I agree with the above post. I am currently teaching AP English Language and a western literature course, and in both, the students struggle with providing detailed analysis. As mentioned above, I expect that the students explore an element of the text, how it is developed in the text, and its effect. I also require students to explore the effect of the element in the overall scheme of the text (usually as it applies to the text's theme) and the author's intended purpose.
Keep in mind that when you are dealing with assessment points, it should be clear to the students what is required of them before they venture into an assignment.
As a teacher of English Honors courses, I expect my students to submit thorough answers that restate the question and thoroughly answer all parts of it, using textual evidence to support opinions.
If the question is relative to a novel, literary terms such as characterization, foreshadowing, irony, imagery and plot triangle should be referred to and expanded upon in the answer. Also, the author and title of the novel should be included in the introductory paragraph.

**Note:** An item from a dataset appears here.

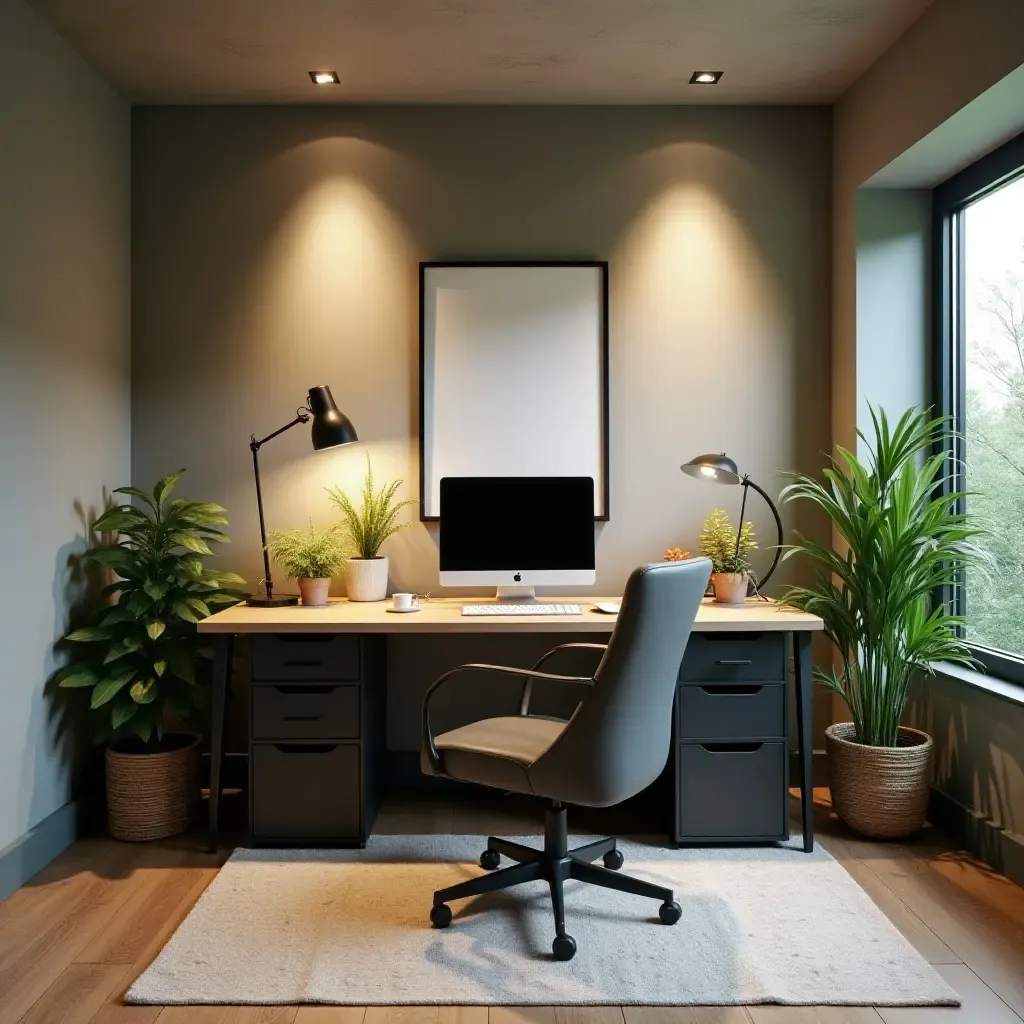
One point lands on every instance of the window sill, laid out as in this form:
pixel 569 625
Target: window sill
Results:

For a question relative to poetry, poetic devices such as rhyme, alliteration, metaphor, simile, oxymoron and the like should be mentioned and expanded upon in the answer. The question should also be restated, and the title and author of the work should be mentioned.
I teach high school English honors and Advanced Placement courses, and my students struggle most with neglecting to provide analysis. For example, if I ask a question about a writer's use of a rhetorical strategy, I expect my students to identify the rhetorical strategy, provide proof from the text through quotations or paraphrasing that the rhetorical strategy is present, and then to comment on why the author uses that particular strategy. They most often forget the last part--the analysis of the author's purpose or choice.
English Honors students often find it easy to memorize and spit back information; so make sure that you ask questions that require analysis and that you do not award full credit unless that analysis is present.